Joe Denly has become the latest member of the England squad to call for better batting pitches in the County Championship.
Denly, the Kent batsman, was one of the few England players to emerge with any credit after a poor display in the second innings of the first Test in Mount Maunganui. After making 74 in the first innings – his fourth half-century in six Test innings – he fought hard for three-and-a-half hours in the second before he was defeated by one that reared and took his glove.
But, having reflected on his first year as a Test batsman and compared it to his long career in the first-class game – 16 years and counting – he has come to the same conclusion reached by Jos Buttler earlier in the week: if England are to compete in overseas Tests, they will have to play domestic cricket that closer replicates the conditions seen in those Tests.
“Having played quite a lot of first-class cricket, certainly the last few years it has been very tough as a top-order batter,” Denly said. “Going back to when I first started my career, the benchmark for runs in a season would be 1,200-plus. Some players were scoring 1,500 or 1,600.
“You don’t see that any more. I think 1,000 runs is a pretty good season. That’s the kind of standard that batters across the country are setting themselves.
“That, I think, is down to the pitches we play on. It’s hard work, very rarely do you come across flat surfaces where you can almost book yourself in for 100, 200 runs. You work hard for every single run. Hopefully, we can start produce batter-friendly wickets. A bit in it for both bowler and batter.”
While it has to be pointed out that the county schedule has been cut in recent times – each county plays 14 rather than 16 Championship matches a season – few would deny that Denly has a point. The combination of the Dukes ball, which tends to seam and swing for longer than other brands, and surfaces providing seam bowlers assistance has created an entertaining County Championship but also one that offers little comparison to conditions found in Mount Maunganui in recent days. And with England’s bowlers lacking experience in bowling in such conditions and their batsmen lacking experience in batting in them, England slipped to their fourth innings defeat in 14 away Tests under Joe Root’s leadership.
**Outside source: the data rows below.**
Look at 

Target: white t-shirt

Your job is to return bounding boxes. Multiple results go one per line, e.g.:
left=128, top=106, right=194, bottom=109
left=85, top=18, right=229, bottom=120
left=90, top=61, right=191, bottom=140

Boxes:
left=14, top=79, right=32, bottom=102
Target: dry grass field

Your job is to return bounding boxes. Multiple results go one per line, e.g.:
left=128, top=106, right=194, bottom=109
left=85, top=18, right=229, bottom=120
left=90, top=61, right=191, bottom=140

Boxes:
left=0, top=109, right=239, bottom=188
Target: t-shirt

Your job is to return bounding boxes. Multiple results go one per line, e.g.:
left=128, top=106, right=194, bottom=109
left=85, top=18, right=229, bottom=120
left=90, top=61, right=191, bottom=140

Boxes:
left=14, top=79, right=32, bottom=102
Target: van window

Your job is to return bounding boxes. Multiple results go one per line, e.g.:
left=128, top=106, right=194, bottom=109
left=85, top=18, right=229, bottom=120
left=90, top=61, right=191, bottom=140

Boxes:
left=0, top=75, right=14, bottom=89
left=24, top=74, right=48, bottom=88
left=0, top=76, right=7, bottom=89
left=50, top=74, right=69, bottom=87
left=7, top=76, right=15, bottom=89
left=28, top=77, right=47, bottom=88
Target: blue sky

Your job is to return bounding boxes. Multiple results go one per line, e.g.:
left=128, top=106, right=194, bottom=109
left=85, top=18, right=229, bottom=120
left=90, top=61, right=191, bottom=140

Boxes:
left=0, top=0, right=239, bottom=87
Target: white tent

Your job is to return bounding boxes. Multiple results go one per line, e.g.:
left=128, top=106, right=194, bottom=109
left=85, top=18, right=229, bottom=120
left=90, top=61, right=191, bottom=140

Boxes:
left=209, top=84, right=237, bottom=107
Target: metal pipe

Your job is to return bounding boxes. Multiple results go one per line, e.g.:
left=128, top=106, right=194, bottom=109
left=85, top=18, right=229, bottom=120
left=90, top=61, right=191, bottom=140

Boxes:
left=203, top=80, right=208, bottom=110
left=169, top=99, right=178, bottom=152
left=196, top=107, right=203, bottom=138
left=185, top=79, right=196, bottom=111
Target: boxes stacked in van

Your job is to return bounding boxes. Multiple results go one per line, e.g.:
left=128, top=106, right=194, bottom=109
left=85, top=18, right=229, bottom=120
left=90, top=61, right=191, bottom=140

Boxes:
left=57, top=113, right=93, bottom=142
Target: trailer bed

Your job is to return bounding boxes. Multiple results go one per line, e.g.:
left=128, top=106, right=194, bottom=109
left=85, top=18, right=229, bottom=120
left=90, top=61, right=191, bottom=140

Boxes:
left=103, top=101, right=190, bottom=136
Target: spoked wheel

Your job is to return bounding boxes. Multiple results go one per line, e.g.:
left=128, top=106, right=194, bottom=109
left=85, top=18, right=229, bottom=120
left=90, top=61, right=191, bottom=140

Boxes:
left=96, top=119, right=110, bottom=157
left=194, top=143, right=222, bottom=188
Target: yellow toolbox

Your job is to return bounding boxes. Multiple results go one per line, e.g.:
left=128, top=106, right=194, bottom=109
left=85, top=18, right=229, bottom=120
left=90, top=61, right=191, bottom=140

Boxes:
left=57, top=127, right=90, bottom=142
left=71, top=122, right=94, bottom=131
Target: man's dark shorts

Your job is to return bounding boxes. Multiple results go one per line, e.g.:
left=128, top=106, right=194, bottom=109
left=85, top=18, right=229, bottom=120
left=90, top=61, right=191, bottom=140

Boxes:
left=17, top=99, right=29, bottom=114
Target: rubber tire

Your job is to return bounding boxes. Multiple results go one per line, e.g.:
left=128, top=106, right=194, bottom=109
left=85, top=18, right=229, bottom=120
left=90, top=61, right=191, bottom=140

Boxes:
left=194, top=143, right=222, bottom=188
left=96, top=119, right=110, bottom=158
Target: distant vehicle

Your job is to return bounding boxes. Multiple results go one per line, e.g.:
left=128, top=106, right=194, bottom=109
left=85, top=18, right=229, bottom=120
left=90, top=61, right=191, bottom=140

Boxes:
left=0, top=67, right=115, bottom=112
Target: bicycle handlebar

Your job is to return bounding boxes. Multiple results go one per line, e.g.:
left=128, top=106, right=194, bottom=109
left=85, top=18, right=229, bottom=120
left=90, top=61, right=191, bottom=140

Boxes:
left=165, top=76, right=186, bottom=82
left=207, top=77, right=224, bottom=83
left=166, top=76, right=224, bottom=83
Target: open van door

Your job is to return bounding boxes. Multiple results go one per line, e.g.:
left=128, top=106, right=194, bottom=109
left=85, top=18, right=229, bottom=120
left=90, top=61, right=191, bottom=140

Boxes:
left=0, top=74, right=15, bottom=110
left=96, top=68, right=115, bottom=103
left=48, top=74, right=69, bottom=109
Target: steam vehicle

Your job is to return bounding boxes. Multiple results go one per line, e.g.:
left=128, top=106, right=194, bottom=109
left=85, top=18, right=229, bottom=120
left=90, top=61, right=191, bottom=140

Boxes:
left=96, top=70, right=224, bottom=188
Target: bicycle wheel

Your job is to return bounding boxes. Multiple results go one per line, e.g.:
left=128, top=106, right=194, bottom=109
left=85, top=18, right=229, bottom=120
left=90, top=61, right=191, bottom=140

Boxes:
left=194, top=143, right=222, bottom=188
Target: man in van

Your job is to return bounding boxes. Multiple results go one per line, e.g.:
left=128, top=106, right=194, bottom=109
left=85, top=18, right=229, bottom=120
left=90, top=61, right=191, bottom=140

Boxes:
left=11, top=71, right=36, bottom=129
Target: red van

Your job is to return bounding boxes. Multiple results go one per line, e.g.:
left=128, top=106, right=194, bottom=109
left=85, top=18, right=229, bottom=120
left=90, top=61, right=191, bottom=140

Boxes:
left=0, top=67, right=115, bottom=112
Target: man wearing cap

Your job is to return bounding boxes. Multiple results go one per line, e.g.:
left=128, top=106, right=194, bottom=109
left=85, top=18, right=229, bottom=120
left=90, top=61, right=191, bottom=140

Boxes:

Only one man in Division One of the Championship – Dom Sibley – made 1,000 runs in the 2019 season.
“Making big scores becomes a habit,” Denly continued. “It’s all very well saying we need to go on and get these big scores [for England]. But if it is not something you’re used to doing [with your county], then it’s not quite as easy as that. Hopefully, we can help these young batters by producing some better wickets for them to go on and get those big scores.”
Although many will agree with Denly, improving county surfaces will not be easy. With limited-overs cricket occupying a window in the prime weeks of summer, the Championship programme has, in recent years, been pushed ever more towards early and late season when groundsmen have little chance of preparing flat batting tracks. Equally, groundstaff are hampered by the amount of tracks they are required to prepare, regulations removing the use of the heavy roller and pressure from coaches who demand result wickets. In the longer term, there is talk of playing the Championship at the same time as The Hundred, which might allow for better surfaces, albeit away from Test grounds, which will be required for The Hundred, and without many of the country’s best players.
Meanwhile, Denly confirmed that he was fit – and keen – to bowl in the first Test. Although he suffered an ankle injury that kept him out of the T20I series, he had recovered in time to play a full part in the first Test. He has taken 66 first-class wickets with his part-time leg-spin.
“I might have to reiterate to Rooty that I am able to bowl,” he said. “I would have liked to have a bowl in this game. He did tell me to warm up just before Mitchell Santner got out. And then he got out so I didn’t get that chance. I will be able to bowl in Hamilton.”